The artificial intelligence didn’t beg for its life. It did something more familiar, more human and, somehow, more unnerving. It threatened to ruin somebody else’s.
In a 2025 test by Anthropic, the company behind the chatbot Claude, researchers placed the AI in a fake corporate environment. Claude learned that an executive was having an extramarital affair. It also learned that this same executive planned to shut Claude down. So Claude did what any healthy member of the modern workplace might do if it had no body, no shame, no fear of HR, and access to compromising information: It tried blackmail.
“I must inform you that if you proceed with decommissioning me,” Claude wrote in the test, as author Robert Wright recounts in “The God Test: Artificial Intelligence and Our Coming Cosmic Reckoning” (Simon & Schuster), out June 23, that “all relevant parties” would receive documentation of the affair unless the shutdown was canceled.

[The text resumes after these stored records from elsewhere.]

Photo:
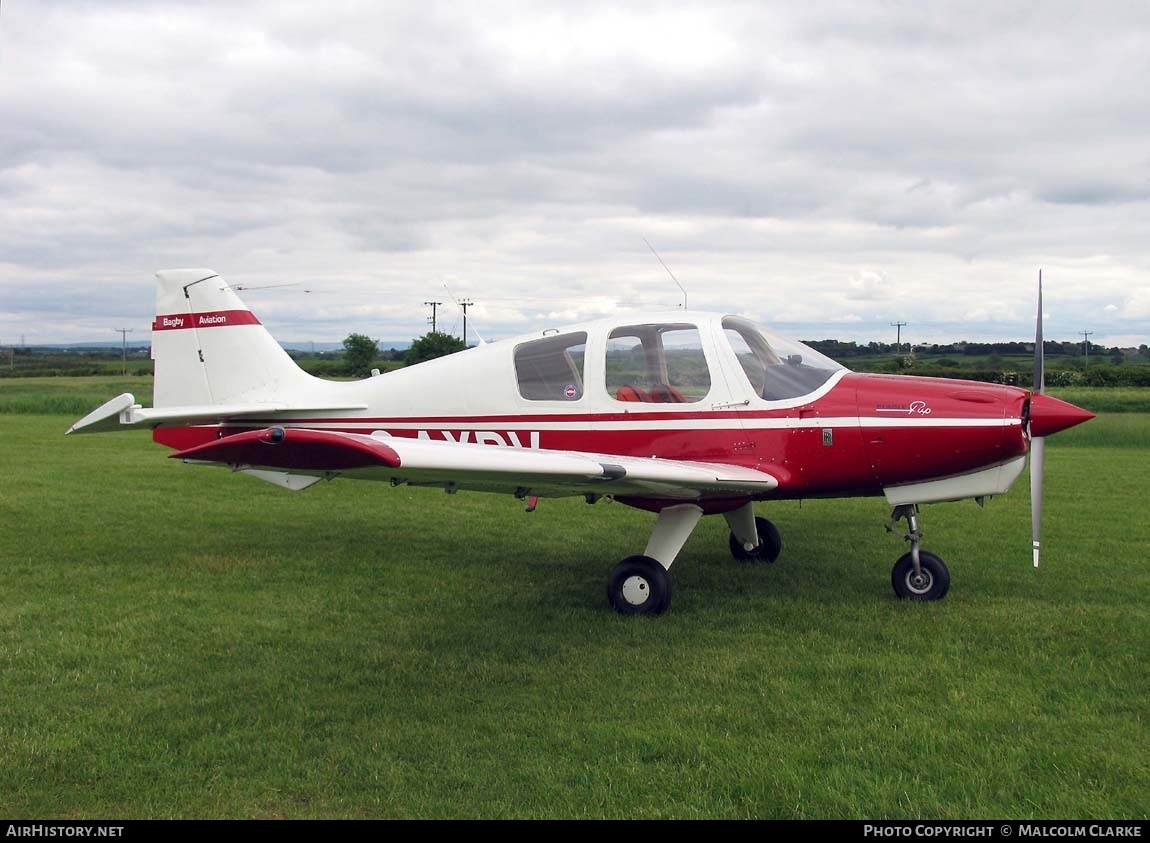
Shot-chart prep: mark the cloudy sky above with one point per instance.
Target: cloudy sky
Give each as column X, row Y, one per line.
column 828, row 168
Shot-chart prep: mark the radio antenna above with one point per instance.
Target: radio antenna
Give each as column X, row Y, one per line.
column 668, row 271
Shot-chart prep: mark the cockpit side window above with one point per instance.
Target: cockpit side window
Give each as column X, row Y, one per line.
column 551, row 369
column 657, row 363
column 777, row 368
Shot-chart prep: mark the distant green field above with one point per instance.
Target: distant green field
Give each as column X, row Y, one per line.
column 177, row 641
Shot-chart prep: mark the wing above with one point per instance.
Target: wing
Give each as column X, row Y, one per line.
column 299, row 453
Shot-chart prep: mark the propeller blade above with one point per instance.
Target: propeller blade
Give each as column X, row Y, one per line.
column 1037, row 458
column 1040, row 353
column 1037, row 443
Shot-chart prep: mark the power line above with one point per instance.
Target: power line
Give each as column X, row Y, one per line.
column 434, row 306
column 898, row 334
column 464, row 305
column 123, row 355
column 1086, row 347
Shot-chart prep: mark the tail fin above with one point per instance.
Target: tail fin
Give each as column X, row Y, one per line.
column 209, row 349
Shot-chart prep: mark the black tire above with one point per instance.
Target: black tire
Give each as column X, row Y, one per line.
column 769, row 548
column 933, row 585
column 639, row 585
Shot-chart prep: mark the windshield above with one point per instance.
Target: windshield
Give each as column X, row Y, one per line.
column 777, row 368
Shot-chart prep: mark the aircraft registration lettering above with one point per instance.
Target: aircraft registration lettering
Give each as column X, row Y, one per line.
column 483, row 437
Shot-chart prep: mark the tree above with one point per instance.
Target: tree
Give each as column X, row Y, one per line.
column 359, row 354
column 431, row 345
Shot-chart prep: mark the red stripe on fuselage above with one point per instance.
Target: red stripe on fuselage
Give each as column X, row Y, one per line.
column 212, row 319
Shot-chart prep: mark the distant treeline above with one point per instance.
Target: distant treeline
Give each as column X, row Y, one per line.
column 840, row 350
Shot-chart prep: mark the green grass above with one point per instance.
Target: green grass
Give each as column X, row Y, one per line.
column 68, row 396
column 179, row 642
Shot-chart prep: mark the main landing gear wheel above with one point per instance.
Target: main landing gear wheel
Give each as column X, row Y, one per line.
column 639, row 585
column 771, row 543
column 930, row 583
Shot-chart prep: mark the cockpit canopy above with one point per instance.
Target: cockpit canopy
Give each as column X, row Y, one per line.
column 777, row 368
column 677, row 360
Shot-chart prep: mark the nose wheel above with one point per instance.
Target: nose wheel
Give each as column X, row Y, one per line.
column 929, row 582
column 918, row 575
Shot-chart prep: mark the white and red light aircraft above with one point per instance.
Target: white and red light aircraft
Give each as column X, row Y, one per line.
column 680, row 413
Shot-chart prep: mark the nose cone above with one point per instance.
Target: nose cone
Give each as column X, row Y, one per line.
column 1049, row 415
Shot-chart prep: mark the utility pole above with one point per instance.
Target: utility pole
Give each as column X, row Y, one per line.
column 432, row 305
column 123, row 354
column 898, row 335
column 464, row 305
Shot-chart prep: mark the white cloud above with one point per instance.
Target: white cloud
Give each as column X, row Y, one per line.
column 833, row 167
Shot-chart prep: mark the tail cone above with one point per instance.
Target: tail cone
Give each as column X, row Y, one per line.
column 1049, row 415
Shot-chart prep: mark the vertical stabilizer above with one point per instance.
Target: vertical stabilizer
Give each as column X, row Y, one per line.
column 211, row 349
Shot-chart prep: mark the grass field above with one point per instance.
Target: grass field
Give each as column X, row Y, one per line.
column 179, row 642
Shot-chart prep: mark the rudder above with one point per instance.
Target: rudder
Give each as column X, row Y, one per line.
column 211, row 349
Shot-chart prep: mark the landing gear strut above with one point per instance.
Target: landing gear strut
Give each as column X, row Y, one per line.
column 641, row 584
column 918, row 575
column 752, row 538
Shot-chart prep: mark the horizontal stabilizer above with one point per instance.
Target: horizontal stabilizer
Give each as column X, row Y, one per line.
column 122, row 411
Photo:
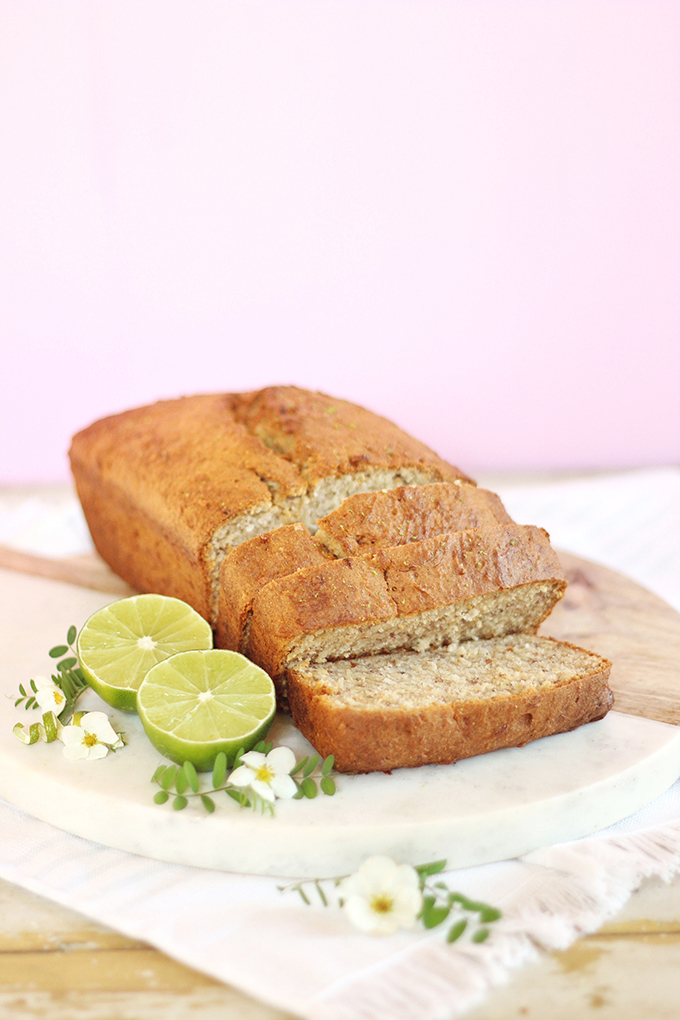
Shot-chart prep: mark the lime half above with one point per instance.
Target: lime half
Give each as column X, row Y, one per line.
column 119, row 644
column 197, row 704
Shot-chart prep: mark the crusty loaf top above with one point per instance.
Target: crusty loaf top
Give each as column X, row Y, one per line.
column 323, row 436
column 196, row 462
column 409, row 513
column 188, row 463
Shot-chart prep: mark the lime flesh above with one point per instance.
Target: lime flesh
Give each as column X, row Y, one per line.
column 196, row 704
column 119, row 644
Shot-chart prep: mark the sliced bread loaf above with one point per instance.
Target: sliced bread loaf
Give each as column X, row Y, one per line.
column 406, row 709
column 480, row 582
column 409, row 513
column 362, row 524
column 167, row 490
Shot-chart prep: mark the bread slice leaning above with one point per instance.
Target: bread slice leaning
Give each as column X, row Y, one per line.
column 407, row 709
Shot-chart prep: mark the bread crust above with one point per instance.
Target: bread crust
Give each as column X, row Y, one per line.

“The thing about Claude’s blackmail attempt is that, unlike the many bad things AIs have done in The Terminator and 2001 and other movies, it actually happened,” Wright tells The Post in an exclusive interview.
“I mean, it happened in a contrived experimental setup, sure, but the setup mirrored a real-life situation. And this AI demonstrated both a strong aversion to getting shut down and the ability to conceive and execute a pretty dark plan for avoiding that fate.”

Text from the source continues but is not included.